This year marks the 50th anniversary of the Oregon Bottle Bill (OBB), the first modern bottle bill. The goals emphasized recycling containers and reducing litter, at which the OBB has succeeded admirably. Then-Gov. Republican Tom McCall said that the OBB “has been an iconic symbol of Oregon’s love of natural beauty and conservation, and the fight against litter and the throwaway mentality.” Many other jurisdictions have copied the OBB.
The OBB also resulted in more positive attitudes toward recycling in Oregon because people observed their neighbors recycling and realized that preserving natural beauty and sustaining resources are important social norms here.
In 2007 and 2011 the Legislature updated the OBB to adjust for inflation and to expand the definition of “containers” to fit evolving patterns of consumption. The revised laws also added privately run recycling centers in order to reduce the burden on retailers.
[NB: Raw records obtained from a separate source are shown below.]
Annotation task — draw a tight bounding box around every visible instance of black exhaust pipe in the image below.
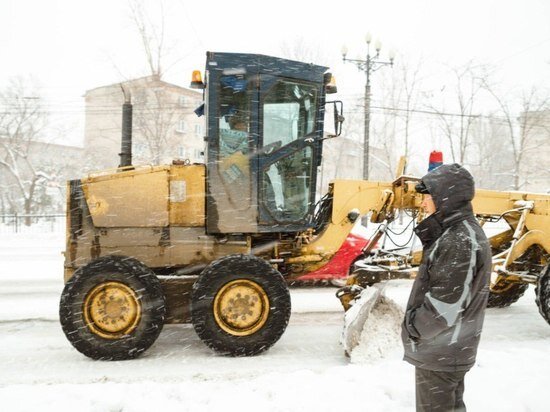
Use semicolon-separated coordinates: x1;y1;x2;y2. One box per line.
118;86;132;167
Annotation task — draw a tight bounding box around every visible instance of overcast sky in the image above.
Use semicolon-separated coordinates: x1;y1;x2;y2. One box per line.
0;0;550;146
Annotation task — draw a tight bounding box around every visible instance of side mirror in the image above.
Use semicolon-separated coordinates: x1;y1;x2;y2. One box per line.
327;100;345;138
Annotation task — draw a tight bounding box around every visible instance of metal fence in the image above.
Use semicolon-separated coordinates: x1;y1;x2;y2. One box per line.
0;213;65;234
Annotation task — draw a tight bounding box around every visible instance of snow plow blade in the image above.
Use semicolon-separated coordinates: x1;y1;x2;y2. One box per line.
336;284;385;356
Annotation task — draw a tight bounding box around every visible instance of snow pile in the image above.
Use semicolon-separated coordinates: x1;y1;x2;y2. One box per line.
350;296;404;363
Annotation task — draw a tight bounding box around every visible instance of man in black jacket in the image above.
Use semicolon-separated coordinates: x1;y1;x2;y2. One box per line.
402;164;491;412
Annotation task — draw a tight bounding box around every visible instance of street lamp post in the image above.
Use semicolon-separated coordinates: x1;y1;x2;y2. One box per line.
342;33;395;180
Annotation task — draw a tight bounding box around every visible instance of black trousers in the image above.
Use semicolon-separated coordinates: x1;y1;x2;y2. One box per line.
416;368;467;412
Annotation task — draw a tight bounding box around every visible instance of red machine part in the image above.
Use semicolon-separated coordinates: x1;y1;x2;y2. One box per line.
296;233;369;281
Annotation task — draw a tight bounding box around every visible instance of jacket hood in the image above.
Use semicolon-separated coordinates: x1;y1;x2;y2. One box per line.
422;163;475;224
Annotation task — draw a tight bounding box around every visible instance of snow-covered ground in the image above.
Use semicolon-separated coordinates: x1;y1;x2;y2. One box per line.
0;234;550;412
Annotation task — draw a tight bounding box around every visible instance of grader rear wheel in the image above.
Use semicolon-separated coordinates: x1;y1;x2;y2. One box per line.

We need to promote sustainability. Americans use more than 50 billion water containers per year, most of which are manufactured from problematic oil and natural gas. I have a beautiful carpet manufactured from recycled plastic soft-drink containers, for example. Americans also use more than 50 billion aluminum containers each year.
Manufacturing virgin aluminum each year uses as much energy as the entire nation’s daily consumption of gasoline. Manufacturing new aluminum cans from recycled cans requires 5 percent as much energy.
The OBB has improved the quality of life here by some measures and moves toward sustainability. We now must expand recycling of other packaging, especially plastics.